Conclusion: the need to Move from an Identity Strategy to a Feasible Alternative to Mainstream IR

In the burgeoning literature on ‘non-Western’ IR, homegrown theorists have been eagerly looking for local inspirations for IR theorizing with global implications. While it is indeed imperative to promote ontological parity of IR knowledge production across geocultural sites, many endeavors have not paid sufficient attention to the meta-theoretical foundations of their theory-building, hence running the risk of reproducing same epistemic violence associated with the dominant Western theories. As this article has shown, leading Chinese School theorists have popularized such Confucian buzzwords as relations and tianxia in scholarly discourse, which eased the identity crisis of a rising China to some extent (Wang 2013). Yet, careful scrutiny reveals that neither Zhao nor Qin adopts a meta-theoretical framework informed by Confucian cosmology. Instead, they have forced relational, ethical, and endogenous Confucian concepts into their structural, a-ethical, and exogenous ‘Chinese’ theory, resulting in reproducing exclusion (rather than all-inclusiveness), hierarchy (rather than equity), and binary opposition (rather than interbeing or co-constitution). In a nutshell, Confucianism is enlisted to demonstrate the ‘Chinese-ness’ of the homegrown theory in question, which, at the same time, derives its ‘universality’ from the cited Western theories. Nevertheless, a feasible alternative IR theory must go beyond this stage of appropriation and be more self-reflective about what should constitute its meta-theoretical foundations.

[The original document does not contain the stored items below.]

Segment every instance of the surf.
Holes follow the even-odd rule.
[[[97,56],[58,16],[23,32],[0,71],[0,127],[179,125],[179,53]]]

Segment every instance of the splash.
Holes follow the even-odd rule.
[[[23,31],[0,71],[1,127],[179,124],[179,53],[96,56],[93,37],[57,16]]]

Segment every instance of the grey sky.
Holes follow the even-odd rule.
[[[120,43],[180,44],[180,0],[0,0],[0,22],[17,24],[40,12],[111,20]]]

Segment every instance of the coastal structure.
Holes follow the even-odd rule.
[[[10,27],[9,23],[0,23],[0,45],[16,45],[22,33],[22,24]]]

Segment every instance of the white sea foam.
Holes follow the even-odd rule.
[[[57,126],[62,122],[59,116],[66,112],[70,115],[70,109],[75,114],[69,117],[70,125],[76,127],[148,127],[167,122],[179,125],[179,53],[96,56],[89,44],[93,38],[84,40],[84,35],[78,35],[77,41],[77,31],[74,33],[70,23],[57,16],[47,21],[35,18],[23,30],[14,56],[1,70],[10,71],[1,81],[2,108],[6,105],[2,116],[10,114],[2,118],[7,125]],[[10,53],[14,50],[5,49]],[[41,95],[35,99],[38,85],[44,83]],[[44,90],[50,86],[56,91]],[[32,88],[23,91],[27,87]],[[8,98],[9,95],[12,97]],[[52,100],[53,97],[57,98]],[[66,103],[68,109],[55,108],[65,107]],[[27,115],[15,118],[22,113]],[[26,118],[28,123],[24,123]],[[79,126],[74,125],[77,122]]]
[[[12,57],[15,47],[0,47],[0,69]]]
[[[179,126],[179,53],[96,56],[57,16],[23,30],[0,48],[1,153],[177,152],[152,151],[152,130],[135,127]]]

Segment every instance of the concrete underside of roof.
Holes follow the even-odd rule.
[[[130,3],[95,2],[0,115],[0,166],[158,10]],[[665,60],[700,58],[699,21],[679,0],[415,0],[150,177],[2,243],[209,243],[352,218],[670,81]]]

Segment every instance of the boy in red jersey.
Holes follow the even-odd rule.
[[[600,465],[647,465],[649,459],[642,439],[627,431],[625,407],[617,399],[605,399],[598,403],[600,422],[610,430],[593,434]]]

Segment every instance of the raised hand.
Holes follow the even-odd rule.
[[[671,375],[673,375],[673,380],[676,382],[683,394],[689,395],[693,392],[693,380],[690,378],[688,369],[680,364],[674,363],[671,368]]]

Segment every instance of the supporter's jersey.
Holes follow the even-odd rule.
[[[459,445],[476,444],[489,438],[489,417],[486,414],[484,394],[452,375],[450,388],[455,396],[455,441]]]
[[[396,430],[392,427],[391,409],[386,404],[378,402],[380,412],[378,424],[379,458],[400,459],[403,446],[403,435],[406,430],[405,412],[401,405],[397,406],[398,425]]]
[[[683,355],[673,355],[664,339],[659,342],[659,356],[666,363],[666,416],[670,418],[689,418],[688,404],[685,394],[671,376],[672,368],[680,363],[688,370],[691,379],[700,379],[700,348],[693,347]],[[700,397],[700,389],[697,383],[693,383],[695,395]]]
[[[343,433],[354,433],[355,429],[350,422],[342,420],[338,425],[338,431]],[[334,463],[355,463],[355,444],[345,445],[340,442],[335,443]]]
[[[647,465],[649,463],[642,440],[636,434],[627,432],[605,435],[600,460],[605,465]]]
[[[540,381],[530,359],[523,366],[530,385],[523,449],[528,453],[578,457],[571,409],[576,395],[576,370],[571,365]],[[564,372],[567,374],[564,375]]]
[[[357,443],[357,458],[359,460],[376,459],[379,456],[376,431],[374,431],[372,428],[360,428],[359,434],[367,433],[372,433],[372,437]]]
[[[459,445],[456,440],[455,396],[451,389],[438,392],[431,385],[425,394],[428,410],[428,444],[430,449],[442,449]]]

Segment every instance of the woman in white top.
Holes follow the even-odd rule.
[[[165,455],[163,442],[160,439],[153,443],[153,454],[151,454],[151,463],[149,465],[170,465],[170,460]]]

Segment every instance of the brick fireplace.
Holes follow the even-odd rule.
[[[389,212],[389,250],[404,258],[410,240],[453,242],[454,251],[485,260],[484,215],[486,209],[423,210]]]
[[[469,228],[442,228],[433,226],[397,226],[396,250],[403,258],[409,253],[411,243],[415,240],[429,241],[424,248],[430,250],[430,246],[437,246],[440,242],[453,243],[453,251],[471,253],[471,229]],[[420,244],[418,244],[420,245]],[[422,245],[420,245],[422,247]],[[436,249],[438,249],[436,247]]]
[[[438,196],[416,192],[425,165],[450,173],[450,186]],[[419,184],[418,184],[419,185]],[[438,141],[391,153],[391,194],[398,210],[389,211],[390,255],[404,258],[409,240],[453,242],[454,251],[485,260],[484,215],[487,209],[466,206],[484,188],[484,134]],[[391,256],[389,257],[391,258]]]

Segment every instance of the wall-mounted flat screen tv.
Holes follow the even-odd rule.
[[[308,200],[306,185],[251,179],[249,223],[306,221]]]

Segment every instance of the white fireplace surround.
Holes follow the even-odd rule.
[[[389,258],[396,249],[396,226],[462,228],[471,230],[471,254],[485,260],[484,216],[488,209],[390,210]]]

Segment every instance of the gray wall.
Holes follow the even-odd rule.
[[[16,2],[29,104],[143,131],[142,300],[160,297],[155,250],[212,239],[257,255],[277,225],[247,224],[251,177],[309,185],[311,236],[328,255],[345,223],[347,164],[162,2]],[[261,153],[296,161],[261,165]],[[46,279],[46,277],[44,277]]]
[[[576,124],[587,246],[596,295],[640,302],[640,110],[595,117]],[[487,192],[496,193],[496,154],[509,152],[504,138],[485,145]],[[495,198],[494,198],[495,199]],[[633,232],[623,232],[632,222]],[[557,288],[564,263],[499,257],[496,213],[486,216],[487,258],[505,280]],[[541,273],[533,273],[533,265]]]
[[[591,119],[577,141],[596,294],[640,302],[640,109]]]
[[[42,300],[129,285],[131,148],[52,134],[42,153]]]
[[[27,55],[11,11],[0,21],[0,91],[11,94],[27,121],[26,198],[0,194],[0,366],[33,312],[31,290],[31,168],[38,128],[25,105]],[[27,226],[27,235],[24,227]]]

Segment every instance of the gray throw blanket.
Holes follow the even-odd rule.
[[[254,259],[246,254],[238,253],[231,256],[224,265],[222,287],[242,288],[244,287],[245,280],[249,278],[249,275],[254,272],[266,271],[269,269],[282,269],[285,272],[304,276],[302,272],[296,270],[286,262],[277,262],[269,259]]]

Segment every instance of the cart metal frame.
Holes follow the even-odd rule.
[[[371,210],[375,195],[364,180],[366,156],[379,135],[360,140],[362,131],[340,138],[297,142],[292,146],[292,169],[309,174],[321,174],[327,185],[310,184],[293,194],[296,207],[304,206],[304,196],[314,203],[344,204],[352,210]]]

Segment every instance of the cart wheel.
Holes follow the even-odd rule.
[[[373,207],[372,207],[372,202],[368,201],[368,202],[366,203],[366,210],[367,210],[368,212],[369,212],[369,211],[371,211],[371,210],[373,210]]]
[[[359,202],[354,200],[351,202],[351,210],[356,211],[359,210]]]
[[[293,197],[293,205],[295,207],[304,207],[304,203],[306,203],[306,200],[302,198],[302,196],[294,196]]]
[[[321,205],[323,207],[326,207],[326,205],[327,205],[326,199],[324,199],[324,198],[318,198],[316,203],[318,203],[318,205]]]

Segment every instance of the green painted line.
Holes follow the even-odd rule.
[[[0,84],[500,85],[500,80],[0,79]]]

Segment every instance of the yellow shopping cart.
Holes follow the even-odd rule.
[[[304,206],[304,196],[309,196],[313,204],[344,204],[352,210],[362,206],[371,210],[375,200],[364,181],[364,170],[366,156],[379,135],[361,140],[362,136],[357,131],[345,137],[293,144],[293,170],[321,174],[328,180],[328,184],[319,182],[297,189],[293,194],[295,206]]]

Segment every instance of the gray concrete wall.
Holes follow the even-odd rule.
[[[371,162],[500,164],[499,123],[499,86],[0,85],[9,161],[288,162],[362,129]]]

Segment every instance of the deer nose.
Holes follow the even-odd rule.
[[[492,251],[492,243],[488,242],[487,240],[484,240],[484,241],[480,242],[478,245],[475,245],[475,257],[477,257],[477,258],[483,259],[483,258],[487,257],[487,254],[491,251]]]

Our finding does not imply that Confucianism is meaningless to IR theorizing or it is impossible for a refurbished processual constructivism or theory of tianxia system to yield useful insights to an IR discipline dominated by Western theories and concepts. The task remains as to how to renew both Confucianism and the study of IR according to the needs of our time. As a case in point, Confucian cosmology can readily add to the ‘posthuman turn’ in IR. It highlights the discipline’s long-standing anthropocentric bias, which also underpins most of the ongoing discussions about relationality in IR. The Confucian—and, indeed, Buddhist (Ling 2019) and Daoist (Ling 2014)—quest for mutual responsiveness and interbeing between humans and non-humans are compatible with some posthuman perspectives. In Gunderson and Hollings’ complexity thinking (CT)-informed concept of panarchy (2002), for example, the world consists of numerous nested, overlapping, and intersected collections of complex adaptive systems. These systems comprise both human and non-human sub-systems and the collapse of any one of these sub-systems will have serious repercussions for the eco-system as a whole. Confucian cosmology enables us to engage with panarchy while going beyond the rationalist or utilitarian paradigm in the knowledge tradition of science.


[*] By comparing the contents of Qin’s two books on Chinese relational IR theorizing, it is clear that the newly composed part is Chapter 8 ‘Power and Relation’.